Updated documentation

ZappaBoy · ZappaBoy · commit 807894942610 · 2024-10-27T09:01:54.000+01:00
diff --git a/README.md b/README.md
@@ -1,12 +1,29 @@
-# neural-wave-hackathon
-This repository contains the code for the Neural Wave Hackathon.
+# Neural Wave - Hackathon 2024 - Lugano
 
-## Create a `.env` file. Start copying the `.env.example` file and rename it to `.env`. Fill in the required values.
+This repository contains the code produced by the `Molise.ai` team in the Neural Wave Hackathon 2024 competition in
+Lugano.
+
+## Challenge
+
+Here is a brief explanation of the challenge:
+The challenge was proposed by **Ai4Privacy**,a company that builds global solutions that enhance **privacy protections**
+in the rapidly evolving world of **Artificial Intelligence**.

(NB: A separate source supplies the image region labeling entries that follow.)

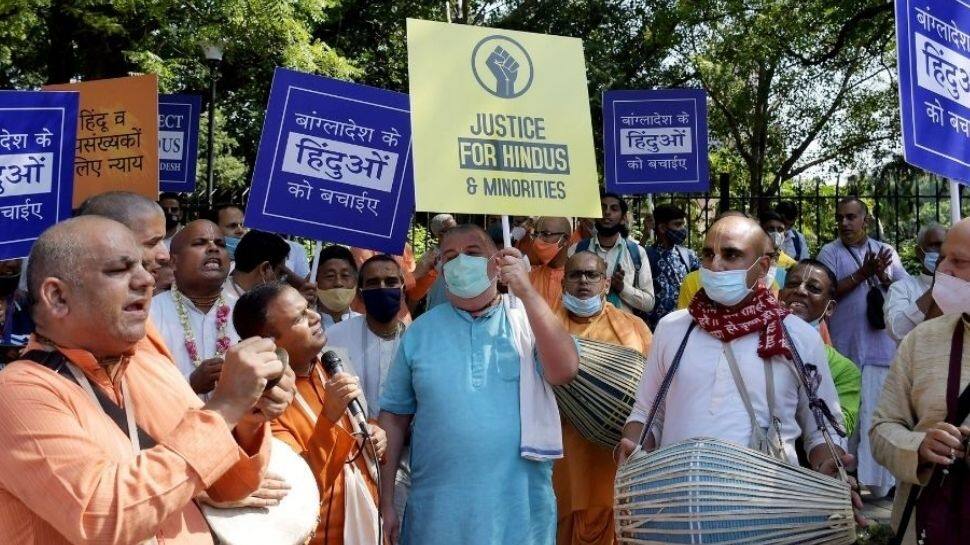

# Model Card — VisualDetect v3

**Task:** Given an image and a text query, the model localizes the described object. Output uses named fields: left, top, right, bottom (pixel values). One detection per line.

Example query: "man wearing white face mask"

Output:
left=885, top=223, right=946, bottom=342
left=620, top=212, right=858, bottom=516
left=778, top=259, right=862, bottom=435
left=552, top=252, right=651, bottom=545
left=869, top=219, right=970, bottom=545
left=378, top=225, right=579, bottom=545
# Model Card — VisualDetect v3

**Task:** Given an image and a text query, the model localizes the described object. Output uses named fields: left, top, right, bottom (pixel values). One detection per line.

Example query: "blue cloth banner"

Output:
left=0, top=91, right=78, bottom=259
left=896, top=0, right=970, bottom=183
left=603, top=89, right=710, bottom=195
left=246, top=68, right=414, bottom=254
left=158, top=95, right=202, bottom=193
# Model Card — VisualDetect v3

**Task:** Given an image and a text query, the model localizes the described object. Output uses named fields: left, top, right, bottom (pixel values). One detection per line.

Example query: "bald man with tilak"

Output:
left=151, top=220, right=239, bottom=395
left=520, top=217, right=572, bottom=309
left=618, top=216, right=861, bottom=521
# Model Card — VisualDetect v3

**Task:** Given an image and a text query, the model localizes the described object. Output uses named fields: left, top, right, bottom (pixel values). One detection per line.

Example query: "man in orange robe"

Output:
left=519, top=217, right=572, bottom=309
left=233, top=284, right=387, bottom=545
left=0, top=216, right=284, bottom=545
left=552, top=252, right=651, bottom=545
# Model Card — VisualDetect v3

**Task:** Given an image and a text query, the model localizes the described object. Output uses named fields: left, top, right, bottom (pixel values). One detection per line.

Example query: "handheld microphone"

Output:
left=323, top=350, right=370, bottom=439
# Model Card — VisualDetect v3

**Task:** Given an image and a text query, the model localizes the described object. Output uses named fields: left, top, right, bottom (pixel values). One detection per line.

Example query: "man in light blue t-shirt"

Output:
left=379, top=225, right=579, bottom=545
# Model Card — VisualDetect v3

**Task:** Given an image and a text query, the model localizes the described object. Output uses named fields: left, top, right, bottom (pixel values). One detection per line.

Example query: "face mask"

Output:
left=317, top=288, right=357, bottom=312
left=360, top=288, right=404, bottom=324
left=596, top=223, right=623, bottom=237
left=769, top=231, right=785, bottom=249
left=667, top=227, right=687, bottom=244
left=562, top=292, right=603, bottom=318
left=165, top=214, right=179, bottom=231
left=933, top=272, right=970, bottom=314
left=701, top=261, right=758, bottom=307
left=765, top=265, right=783, bottom=288
left=532, top=238, right=562, bottom=265
left=226, top=237, right=242, bottom=259
left=441, top=254, right=492, bottom=299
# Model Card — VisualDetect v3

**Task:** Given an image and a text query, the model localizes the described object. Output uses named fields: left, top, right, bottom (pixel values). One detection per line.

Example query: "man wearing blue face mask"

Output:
left=647, top=204, right=700, bottom=329
left=620, top=216, right=861, bottom=524
left=884, top=223, right=946, bottom=342
left=379, top=225, right=579, bottom=545
left=552, top=252, right=651, bottom=544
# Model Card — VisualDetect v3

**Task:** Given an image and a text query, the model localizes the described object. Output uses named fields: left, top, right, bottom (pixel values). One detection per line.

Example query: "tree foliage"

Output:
left=0, top=0, right=899, bottom=204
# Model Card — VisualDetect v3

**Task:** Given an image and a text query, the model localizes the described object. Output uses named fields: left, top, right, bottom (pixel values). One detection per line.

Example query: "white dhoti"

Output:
left=856, top=365, right=896, bottom=498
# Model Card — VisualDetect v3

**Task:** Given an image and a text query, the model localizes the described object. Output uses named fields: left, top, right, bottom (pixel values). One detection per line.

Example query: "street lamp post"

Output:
left=202, top=43, right=222, bottom=208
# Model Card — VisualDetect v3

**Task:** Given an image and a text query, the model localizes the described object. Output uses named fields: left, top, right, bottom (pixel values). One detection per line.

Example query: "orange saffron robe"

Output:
left=271, top=363, right=377, bottom=545
left=552, top=302, right=652, bottom=545
left=0, top=322, right=270, bottom=545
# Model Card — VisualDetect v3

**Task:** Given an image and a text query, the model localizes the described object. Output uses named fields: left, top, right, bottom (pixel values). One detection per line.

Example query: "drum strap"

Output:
left=22, top=350, right=158, bottom=545
left=724, top=342, right=788, bottom=462
left=637, top=320, right=697, bottom=448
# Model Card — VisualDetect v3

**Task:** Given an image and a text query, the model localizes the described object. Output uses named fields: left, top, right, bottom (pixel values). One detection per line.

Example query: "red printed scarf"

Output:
left=688, top=282, right=792, bottom=359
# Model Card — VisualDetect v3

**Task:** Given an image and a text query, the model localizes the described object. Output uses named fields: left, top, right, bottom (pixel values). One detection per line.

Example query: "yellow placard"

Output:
left=44, top=74, right=158, bottom=208
left=407, top=19, right=600, bottom=217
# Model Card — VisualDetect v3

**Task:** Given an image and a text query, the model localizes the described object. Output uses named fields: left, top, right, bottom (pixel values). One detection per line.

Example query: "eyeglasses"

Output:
left=536, top=231, right=569, bottom=242
left=566, top=270, right=606, bottom=282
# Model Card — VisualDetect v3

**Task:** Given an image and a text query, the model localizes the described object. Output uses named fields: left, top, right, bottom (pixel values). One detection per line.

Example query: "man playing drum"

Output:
left=552, top=252, right=650, bottom=545
left=620, top=216, right=852, bottom=510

+The challenge goal is to create a machine learning model capable of detecting and masking **PII** (Personal Identifiable
+Information) in text data across several languages and locales. The task requires working with a synthetic dataset to
+train models that can automatically identify and redact **17 types of PII** in natural language texts. The solution
+should aim for high accuracy while maintaining the **usability** of the underlying data.

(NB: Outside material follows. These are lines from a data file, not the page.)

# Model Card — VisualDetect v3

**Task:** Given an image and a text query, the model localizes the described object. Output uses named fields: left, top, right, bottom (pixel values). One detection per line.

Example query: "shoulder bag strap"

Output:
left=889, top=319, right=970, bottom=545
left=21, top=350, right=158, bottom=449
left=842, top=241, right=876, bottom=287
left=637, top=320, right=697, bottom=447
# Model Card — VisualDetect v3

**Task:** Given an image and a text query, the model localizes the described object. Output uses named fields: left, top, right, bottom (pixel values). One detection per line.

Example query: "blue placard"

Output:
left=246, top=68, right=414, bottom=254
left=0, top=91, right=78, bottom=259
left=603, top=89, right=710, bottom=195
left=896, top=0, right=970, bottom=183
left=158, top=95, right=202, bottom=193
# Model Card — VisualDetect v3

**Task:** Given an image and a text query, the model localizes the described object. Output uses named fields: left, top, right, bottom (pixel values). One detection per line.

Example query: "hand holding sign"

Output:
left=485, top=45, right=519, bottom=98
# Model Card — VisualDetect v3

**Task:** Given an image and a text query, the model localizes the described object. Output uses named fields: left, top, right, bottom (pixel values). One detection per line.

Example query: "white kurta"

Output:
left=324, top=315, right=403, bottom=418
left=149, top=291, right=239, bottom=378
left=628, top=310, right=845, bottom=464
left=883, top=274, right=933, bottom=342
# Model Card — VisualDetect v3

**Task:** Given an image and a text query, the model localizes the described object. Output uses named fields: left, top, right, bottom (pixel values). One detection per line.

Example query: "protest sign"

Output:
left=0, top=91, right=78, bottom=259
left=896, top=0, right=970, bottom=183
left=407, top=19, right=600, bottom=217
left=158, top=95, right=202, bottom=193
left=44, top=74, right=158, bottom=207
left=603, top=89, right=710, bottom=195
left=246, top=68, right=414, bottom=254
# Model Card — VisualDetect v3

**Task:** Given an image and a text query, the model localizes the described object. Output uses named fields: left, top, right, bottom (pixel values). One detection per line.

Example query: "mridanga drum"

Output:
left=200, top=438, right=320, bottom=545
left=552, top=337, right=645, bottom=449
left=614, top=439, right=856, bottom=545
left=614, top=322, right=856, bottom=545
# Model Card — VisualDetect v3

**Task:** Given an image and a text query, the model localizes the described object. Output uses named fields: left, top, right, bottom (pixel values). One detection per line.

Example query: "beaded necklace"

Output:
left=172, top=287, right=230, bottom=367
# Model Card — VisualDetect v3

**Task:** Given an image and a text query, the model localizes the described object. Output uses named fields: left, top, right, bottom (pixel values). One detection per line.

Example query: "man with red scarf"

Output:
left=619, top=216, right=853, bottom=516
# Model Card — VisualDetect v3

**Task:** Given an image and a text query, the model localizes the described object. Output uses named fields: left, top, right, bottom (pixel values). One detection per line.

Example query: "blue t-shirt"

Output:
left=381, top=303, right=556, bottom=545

+The final solution could be integrated into various systems and enhance privacy protections across industries,
+including client support, legal, and general data anonymization tools. Success in this project will contribute to
+scaling privacy-conscious AI systems without compromising the UX or operational performance.
+
+## Getting Started
+Create a `.env` file. Start copying the `.env.example` file and rename it to `.env`. Fill in the required values.
 ```bash
 cp .env.example .env
 ```
 
-## Install the dependencies
+### Install the dependencies
+
 ```bash
 pip install -r requirements.txt
 ```
@@ -20,30 +37,105 @@ export PYTHONPATH="${PYTHONPATH}:$PWD"
 ## Inference
 
 ### Inference on full dataset
+
+You can run inference on the complete test dataset using the following command:
+
 ```bash
 python inference.py -s ./dataset/test
 ```
 
 ### Inference on small dataset
+
+To perform inference on a small subset of the dataset, use the --subsample flag:
+
 ```bash
 python inference.py -s ./dataset/test --subsample
 ```
 
 ## Run ui
+
+To run the UI for interacting with the models and viewing results, use Streamlit:
+
 ```bash
 streamlit run ui.py
 ```
 
 ## Run api
+
+To start the API for the model, you'll need FastAPI. Run the following command:
+
 ```bash
 fastapi run api.py
 ```
 
 ## Experiments
 
-There are basically two macro types of experiments, both consists in pre-train models.
-The first one regards `BERT`, while the second one regards `GLiNER`.
+This repository supports two main types of experiments:
+
+1. Fine-tuning models from the BERT family.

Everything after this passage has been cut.